Il hijab è un simbolo fortissimo, religioso e politico. Sicuramente non può dirsi desacralizzato come, ad esempio, la croce cattolica: ancora oggi chi lo indossa esercita un potere, inteso come espressione di una scelta rispetto a sé stessa. Il hijab non è solo un segno religioso. Durante la guerra di indipendenza algerina, infatti, le donne iniziarono a usarlo per sfidare l’imposizione da parte dell’esercito francese di toglierlo. È chiaro che noi occidentali abbiamo un’ossessione nei confronti del hijab e sin dall’epoca coloniale non riusciamo a cedere il monopolio di questo simbolo a chi lo detiene. Come se spettasse al colono la scelta sull’individuo musulmano. Da qui deriva il senso di appropriazione che la moda esplicita sulle passerelle nei confronti del hijab.
I look della moda occidentale, però, con le loro composizioni di veli, non sono nient’altro che una versione vecchia, passata di moda da anni, almeno rispetto a dove il velo si porta da sempre, sperimentando continuamente nuove modalità per portarlo.
Halima Aden non è un manichino
Durante le sfilate del 2018, il hijab è sempre stato presente, ma, nonostante ciò, non è mai stato chiamato con il suo nome. Un altro segno che si sta maneggiando un oggetto ardente. Chi non ha mai avuto paura di usarlo, chiamarlo con il suo nome ed esibirlo fieramente è stata (ed è, ora però, in vita privata) Halima Aden.
Aden, come lei stessa afferma, ha voluto, nel suo percorso da predecessora, coniugare l’attivismo con la moda. È diventata infatti non solo la prima modella con il hijab, ma anche ambasciatrice dell’Unicef. La modella di origini keniote ha però lasciato l’industria della moda nel novembre del 2020, dichiarando di essere:
Una minoranza all’interno di una minoranza.

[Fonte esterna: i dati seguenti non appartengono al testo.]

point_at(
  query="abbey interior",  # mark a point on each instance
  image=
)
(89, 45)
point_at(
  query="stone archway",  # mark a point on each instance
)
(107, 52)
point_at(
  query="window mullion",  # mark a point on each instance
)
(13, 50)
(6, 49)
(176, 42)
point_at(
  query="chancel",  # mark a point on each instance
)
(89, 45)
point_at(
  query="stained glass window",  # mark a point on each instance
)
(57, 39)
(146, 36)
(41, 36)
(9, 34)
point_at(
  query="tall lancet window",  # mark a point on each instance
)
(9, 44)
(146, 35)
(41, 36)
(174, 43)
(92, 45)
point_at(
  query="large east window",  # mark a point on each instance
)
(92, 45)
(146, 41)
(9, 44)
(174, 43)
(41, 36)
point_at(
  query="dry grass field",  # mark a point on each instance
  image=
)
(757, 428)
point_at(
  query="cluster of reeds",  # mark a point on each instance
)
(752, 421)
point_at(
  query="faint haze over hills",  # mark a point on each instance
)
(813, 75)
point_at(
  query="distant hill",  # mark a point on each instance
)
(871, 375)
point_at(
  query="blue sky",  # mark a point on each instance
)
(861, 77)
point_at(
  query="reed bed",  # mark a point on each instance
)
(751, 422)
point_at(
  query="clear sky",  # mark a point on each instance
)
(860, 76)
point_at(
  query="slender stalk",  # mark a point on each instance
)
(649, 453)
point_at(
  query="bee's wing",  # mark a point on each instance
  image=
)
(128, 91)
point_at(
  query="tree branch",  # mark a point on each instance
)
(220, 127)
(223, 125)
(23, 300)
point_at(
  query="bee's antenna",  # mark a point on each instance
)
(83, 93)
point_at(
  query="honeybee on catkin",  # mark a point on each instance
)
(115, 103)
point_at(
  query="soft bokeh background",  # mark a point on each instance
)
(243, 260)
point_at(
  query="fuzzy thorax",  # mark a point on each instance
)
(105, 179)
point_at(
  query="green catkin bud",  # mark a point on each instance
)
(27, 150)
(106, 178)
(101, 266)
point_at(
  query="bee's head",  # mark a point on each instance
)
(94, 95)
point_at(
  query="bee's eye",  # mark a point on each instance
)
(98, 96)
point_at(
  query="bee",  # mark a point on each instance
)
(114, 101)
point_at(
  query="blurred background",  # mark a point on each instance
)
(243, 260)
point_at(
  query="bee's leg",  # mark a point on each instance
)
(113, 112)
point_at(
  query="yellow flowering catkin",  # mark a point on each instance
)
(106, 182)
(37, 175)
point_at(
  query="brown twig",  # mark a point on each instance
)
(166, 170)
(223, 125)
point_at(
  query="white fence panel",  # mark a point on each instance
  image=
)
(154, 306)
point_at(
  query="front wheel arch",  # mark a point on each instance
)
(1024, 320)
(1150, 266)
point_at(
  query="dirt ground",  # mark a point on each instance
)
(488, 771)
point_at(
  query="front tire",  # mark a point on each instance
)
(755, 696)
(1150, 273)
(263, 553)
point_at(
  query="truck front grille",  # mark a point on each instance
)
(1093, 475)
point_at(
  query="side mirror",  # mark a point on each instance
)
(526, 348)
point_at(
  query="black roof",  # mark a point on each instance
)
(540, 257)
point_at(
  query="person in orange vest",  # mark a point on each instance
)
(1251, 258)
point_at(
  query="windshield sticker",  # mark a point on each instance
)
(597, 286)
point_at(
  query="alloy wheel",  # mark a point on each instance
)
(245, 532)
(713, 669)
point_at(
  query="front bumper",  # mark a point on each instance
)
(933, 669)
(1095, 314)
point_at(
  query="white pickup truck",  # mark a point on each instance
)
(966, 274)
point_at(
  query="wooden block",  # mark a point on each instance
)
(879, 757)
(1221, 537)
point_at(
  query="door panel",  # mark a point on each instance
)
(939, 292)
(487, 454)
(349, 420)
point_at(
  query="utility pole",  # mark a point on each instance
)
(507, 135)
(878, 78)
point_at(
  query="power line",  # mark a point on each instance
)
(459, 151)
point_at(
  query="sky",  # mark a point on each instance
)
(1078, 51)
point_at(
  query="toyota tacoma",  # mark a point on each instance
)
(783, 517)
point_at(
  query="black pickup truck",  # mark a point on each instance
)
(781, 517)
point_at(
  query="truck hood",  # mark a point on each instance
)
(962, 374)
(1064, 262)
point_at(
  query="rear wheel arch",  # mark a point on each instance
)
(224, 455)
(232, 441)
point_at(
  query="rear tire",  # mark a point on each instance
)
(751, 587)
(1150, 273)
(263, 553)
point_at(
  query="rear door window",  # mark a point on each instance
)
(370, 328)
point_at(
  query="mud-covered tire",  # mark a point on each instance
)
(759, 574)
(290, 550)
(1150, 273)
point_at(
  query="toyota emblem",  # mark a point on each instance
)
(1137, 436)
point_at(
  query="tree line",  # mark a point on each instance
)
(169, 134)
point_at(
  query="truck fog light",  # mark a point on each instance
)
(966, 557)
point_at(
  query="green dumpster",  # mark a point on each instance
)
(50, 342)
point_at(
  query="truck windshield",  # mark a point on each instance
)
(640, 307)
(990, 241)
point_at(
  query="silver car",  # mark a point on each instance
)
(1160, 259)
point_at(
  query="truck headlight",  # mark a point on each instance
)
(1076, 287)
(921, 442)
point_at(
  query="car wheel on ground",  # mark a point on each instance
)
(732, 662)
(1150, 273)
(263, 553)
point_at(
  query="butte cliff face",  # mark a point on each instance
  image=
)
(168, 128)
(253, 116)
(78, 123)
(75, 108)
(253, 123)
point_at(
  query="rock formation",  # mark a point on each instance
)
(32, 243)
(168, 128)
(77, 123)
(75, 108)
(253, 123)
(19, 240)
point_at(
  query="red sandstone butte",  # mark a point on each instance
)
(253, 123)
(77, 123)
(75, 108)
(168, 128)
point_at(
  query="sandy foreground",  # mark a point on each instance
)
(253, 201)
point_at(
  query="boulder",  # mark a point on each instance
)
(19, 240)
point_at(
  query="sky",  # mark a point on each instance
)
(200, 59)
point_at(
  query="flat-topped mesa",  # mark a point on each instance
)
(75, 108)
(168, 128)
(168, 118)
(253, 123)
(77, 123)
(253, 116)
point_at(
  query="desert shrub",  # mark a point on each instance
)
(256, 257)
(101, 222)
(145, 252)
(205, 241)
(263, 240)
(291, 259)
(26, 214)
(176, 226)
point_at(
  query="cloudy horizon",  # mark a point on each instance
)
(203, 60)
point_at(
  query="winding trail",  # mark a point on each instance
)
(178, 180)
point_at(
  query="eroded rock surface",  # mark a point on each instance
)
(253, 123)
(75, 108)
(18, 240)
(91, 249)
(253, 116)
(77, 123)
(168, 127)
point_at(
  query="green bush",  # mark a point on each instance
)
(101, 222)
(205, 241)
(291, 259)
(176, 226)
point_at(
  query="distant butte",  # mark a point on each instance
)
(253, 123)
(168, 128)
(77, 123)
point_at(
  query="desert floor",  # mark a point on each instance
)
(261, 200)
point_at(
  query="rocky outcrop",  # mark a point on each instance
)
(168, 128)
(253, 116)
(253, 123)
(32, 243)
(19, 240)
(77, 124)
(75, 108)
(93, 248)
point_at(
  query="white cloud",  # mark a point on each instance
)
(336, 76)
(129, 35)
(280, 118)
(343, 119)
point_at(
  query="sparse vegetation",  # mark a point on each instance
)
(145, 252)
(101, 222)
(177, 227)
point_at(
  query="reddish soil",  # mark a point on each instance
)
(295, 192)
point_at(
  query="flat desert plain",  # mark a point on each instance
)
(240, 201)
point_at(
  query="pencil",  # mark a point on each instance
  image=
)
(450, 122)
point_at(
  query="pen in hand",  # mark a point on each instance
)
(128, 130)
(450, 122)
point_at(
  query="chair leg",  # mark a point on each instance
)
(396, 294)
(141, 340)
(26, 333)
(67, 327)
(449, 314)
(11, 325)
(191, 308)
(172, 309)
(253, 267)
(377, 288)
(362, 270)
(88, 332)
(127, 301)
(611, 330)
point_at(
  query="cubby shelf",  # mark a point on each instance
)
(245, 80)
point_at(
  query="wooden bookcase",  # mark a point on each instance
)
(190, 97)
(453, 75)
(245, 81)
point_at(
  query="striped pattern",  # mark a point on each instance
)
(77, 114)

In un’intervista alla Bbc ha affermato quella che potremmo definire la deriva per eccellenza dell’appropriazione culturale nei confronti del hijab:
Negli ultimi anni mi sono fidata della squadra sul set per creare il mio hijab e da lì ho avuto problemi. Come nel caso dei jeans che mi venivano messi in testa al posto di un normale velo. Il mio hijab continuava a rimpicciolirsi e diventava sempre più piccolo a ogni scatto.
All’appropriazione segue quindi l’obsolescenza, soprattutto se si ha a che fare con un capo che riveste un determinato significato, troppo spesso incompreso. Aden era stanca di essere un unicum. Privilegiata, al contrario di altre sue colleghe musulmane che non beneficiavano delle cure a lei destinate. Così, si vuole immaginare, si è rimessa il suo hijab e ha abbandonato il set. L’industria della moda però non sembra ancora aver capito i risvolti delle sue azioni. Chissà se un giorno il hijab smetterà di essere una tendenza delle donne occidentali e ritornerà a essere un capo essenziale per le donne musulmane.